Difteri terus memakan korban hingga meninggal dunia. Waspadai gejalanya!

Melonjaknya kasus penyakit difteri secara signifikan di tahun 2017 ini mendapuknya menjadi Kejadian Luar Biasa (KLB)

5,998 views   |   11 shares
  • Di pengujung tahun 2017 yang segera berakhir, Indonesia mendapatkan sebuah ujian besar, datang dari dunia kesehatan. Penyakit difteri marak terjadi di Tanah Air. Angkanya signifikan dalam kurun waktu singkat, sehingga dikategorikan sebagai Kejadian Luar Biasa (KLB).

  • Berdasarkan data Kementerian Kesehatan, hingga November 2017 dilaporkan telah terjadi 622 kasus yang menelan korban 32 jiwa. Difteri ditemukan di 95 daerah kota dan kabupaten yang tersebar di 20 provinsi di penjuru Tanah Air. Dalam kurun waktu Oktober hingga November 2017 saja, 11 provinsi menyatakan difteri terjadi sebagai KLB di wilayah mereka. Uniknya, Pulau Jawa yang pembangunannya termaju di Indonesia malah menyumbangkan angka kasus terbanyak, yaitu 474 kasus dengan 26 korban jiwa.
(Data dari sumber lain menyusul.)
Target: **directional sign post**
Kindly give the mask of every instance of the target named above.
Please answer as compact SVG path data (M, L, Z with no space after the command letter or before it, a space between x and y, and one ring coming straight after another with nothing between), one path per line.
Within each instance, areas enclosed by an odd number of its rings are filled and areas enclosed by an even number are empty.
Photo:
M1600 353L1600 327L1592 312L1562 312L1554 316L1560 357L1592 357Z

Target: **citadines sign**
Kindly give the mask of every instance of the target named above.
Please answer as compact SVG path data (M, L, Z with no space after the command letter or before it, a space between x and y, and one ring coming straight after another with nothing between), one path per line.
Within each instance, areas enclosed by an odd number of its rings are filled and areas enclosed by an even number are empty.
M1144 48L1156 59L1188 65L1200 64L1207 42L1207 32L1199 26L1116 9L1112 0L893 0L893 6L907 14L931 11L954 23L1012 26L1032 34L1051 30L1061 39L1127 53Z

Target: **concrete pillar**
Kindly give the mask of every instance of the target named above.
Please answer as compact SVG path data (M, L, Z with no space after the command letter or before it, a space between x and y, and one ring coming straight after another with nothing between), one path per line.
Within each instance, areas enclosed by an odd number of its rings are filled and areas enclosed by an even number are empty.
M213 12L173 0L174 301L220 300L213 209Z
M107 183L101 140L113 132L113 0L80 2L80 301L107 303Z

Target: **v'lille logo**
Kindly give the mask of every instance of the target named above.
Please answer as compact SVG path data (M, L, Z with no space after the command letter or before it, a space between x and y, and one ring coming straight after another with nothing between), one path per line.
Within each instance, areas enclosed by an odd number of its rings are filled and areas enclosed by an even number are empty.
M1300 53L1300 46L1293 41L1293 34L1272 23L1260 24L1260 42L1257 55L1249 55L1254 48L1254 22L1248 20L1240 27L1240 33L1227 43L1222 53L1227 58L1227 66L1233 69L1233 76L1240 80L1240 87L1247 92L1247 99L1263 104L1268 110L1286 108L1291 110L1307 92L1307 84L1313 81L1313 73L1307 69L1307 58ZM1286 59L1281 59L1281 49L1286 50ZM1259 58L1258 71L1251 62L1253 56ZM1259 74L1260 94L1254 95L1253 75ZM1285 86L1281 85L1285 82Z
  • Apa itu penyakit difteri?

  • Difteri terjadi akibat infeksi bakteri Corynebacterium diphtheriae. Infeksi ini menyerang selaput lendir pada hidung dan tenggorokan. Gejala-gejala akan muncul 2-5 hari pasca infeksi, di antaranya demam, menggigil, kelenjar pada leher membengkak, batuk keras seperti "menggonggong", nyeri tenggorokan, kulit nampak kebiruan, banyak mengeluarkan air liur, dan rasa tidak nyaman. Gejala tambahan dapat terlihat seperti sulit bernapas, sulit menelan, gangguan penglihatan, gangguan bicara, hingga tanda-tanda syok (kulit dingin, berkeringat banyak, dan detak jantung sangat cepat).

  • Ciri atau tanda khas yang menunjukkan penyakit difteri adalah munculnya lapisan abu-abu di belakang tenggorokan. Lapisan ini tebal, sehingga mampu menghalangi jalan pernapasan. Lapisan abu-abu ini muncul akibat toksin yang dikeluarkan oleh bakteri dan masuk ke dalam sistem peredaran darah.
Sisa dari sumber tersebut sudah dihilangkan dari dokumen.